What we see is, that in this data set $20$ observations are Females and $18$ observations are Males. We can also make a cross tabulation of `Gender` and `HeightIntervals` (remember that HeightIntervals is a categorical variable with five levels):
```{r}
tally( ~ Gender + HeightIntervals, data = BrainSize)
```
With this command we simply "model" (count) `Gender` and `HeightIntervals` together. We see, that males are in general higher than females (for this data set).
- To swap rows and columns swap the variables.
- To get the relative frequencies (of the total observations) add `format = "percent"`:

```{r}
tally( ~ HeightIntervals + Gender, data = BrainSize, format = "percent")
```

There is also an option to add totals in the "margins" of the table:

```{r}
tally( ~ HeightIntervals + Gender, data = BrainSize, format = "percent", margins = TRUE)
```


To get relative frequencies for each gender (across columns) specify that you want `HeightIntervals` "modeled" (counted) by `Gender`:

```{r}
tally(HeightIntervals ~ Gender, data = BrainSize, format = "percent")
```


## Numerical summaries
We can also summarize the `Height` by `Gender` numerically with the `favstats` function:

```{r}
favstats(Height ~ Gender, data = BrainSize)
```

As we have already guessed, the mean height of men is larger than the mean of women height.

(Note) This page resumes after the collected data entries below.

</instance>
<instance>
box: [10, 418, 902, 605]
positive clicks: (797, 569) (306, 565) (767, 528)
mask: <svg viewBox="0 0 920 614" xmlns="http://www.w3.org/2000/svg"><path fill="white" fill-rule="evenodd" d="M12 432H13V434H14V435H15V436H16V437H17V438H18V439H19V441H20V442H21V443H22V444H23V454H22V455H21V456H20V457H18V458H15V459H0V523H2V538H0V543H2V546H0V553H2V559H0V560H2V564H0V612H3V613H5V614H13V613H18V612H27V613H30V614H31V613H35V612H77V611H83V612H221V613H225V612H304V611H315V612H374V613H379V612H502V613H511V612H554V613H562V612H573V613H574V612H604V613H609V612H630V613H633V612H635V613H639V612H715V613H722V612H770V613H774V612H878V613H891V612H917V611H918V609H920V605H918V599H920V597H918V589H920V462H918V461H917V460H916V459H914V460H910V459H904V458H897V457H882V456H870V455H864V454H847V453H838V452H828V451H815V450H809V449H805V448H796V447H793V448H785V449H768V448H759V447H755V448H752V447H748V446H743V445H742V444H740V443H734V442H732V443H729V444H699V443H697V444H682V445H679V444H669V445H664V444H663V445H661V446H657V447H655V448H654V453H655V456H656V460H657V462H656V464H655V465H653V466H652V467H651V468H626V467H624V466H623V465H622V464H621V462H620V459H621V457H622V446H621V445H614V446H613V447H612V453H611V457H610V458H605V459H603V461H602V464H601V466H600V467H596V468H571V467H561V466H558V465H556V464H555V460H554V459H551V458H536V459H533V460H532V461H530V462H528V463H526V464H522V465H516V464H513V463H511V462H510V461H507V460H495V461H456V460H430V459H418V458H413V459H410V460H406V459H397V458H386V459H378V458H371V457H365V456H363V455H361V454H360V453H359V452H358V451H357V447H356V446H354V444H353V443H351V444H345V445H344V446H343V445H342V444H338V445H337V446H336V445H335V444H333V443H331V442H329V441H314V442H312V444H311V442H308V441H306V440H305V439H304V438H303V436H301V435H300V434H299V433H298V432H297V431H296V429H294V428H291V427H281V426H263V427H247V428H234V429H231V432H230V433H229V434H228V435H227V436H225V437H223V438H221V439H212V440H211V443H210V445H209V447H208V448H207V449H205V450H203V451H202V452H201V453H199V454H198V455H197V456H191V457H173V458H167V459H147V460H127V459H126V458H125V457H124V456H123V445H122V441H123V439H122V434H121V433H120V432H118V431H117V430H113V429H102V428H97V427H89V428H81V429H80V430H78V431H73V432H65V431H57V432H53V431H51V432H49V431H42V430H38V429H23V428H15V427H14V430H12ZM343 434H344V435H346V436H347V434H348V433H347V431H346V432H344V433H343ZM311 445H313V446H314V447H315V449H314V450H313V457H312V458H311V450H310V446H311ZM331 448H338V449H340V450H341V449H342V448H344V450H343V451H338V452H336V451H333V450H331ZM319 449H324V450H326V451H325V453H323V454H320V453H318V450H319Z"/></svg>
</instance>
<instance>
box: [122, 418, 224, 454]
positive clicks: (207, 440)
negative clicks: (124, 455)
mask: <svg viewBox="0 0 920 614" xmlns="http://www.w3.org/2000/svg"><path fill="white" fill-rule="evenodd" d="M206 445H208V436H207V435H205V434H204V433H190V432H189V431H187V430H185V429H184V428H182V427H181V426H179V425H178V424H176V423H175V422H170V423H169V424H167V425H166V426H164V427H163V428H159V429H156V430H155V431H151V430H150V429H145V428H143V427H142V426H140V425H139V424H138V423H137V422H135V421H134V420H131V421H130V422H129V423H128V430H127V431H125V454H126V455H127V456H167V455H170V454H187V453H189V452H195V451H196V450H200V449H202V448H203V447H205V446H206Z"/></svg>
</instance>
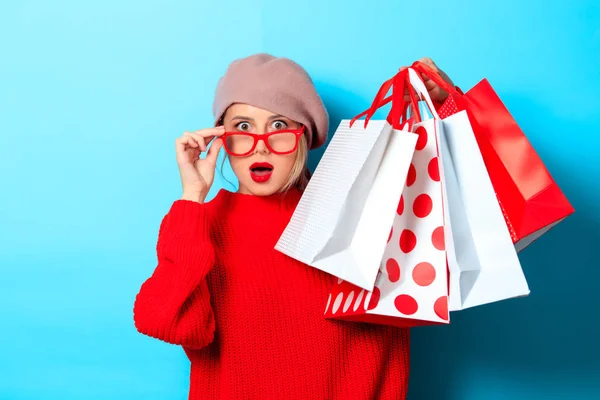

We can also use the `mean` function to extract the means directly:

```{r}
mean(Height ~ Gender, data = BrainSize)
```

### Exercises

Consider the BrainSize data.

- What is the mean value of the Weight variable?
- What is the mean value of the Weight variable for each group of the Gender variable?
- How many females weigh $146$?

## Visualizing Data

### Boxplots

```{r}
gf_boxplot(Height ~ Gender, data = BrainSize)
```

```{r}
gf_boxplot(Weight ~ HeightIntervals | Gender, data = BrainSize)
```


### Exercises

Consider the BrainSize data.

- Use the function `gf_point` from `mosaic` to plot `Weight` against `Height` with a different color for each `Gender` (fill in the missing code).

```{r}
# gf_point( ... ~ ..., col = ~Gender, data = BrainSize)
```

- Do the same, but with separate plots for males and females (fill in the missing code).

```{r}
# gf_point( ... ~ ... | ..., data = BrainSize)
```

- Do you see a different picture for males and females?